Market research firm the NPD Group says in a new report by restaurant industry analyst Bonnie Riggs that “expected price increases” for beef will create a headache for restaurant-goers, but it’s likely to hit consumers even harder. NPD Group vice president Harry Balzer says that while only about 30% of what we pay at restaurants reflects the costs of food, around 80% of our grocery bill is food costs.
Bread: Our daily bread might get more expensive next year, according to a USDA report update in October. “both wheat and wheat flour prices increased last month—wheat by 4.9 percent and wheat flour by 3.6 percent. These increases support the notion that inflation for bread and cereal prices in the supermarket will pick up in 2014,” the agency’s Economic Research Service says.
Cereal: The most important meal of the day could cost you a little more if your breakfast consists of digging into a bowl of flakes, puffs or o’s, according to that same USDA report.

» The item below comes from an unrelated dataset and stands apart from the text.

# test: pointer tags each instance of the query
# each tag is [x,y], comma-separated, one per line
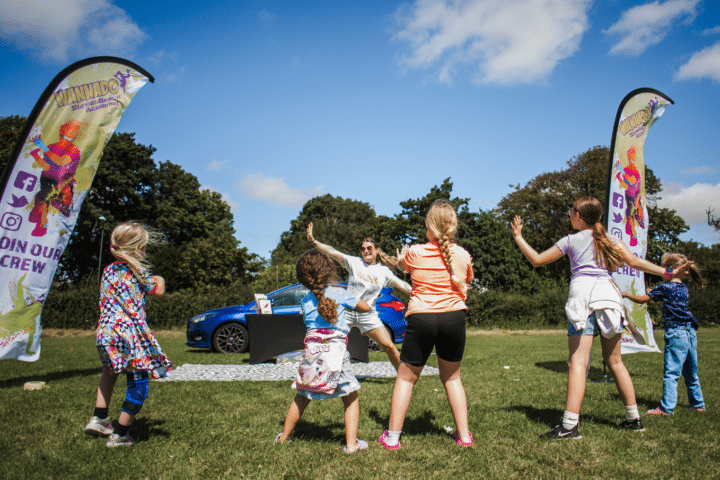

Wild fish: According to the UN’s Food and Agricultural Organization, the price of wild-caught fish has come close to doubling between 1990 and last year, although the price of farmed fish hasn’t gone up nearly as much. The Economist blames overfishing for the fact that the amount of wild fish caught has barely budged in more than two decades, even as global demand for fish slyrockets. With more demand and limited supply, experts say there’s only one place for prices to go, and that’s up.
Chocolate: Sorry, chocoholics; your habit is about to get more expensive. CNBC says the cost of the raw ingredients that go into a chocolate bar climbed by 28% between the beginning of this year and October, and experts say prices are only going to climb higher, a combination of growing demand, unpredictable weather and political volatility in the world’s biggest cocoa-producing areas. Chocolate expert Angus Kennedy warns CNBC that consumers with a sweet tooth and the means to indulge it “are prepared to pay” nearly six-and-a-half bucks for a two-ounce chocolate bar.
There is some good news on the horizon when it comes to food prices, though: We won’t be seeing pigs fly in 2014. Earlier increases in bacon prices appear to be on the way to a reversal, as a 38% drop in corn prices made it cheaper for farmers to fatten up their pigs. “Pork-belly prices plunged 23 percent since the end of September, and hog futures will fall 14 percent next year,” Bloomberg reported yesterday.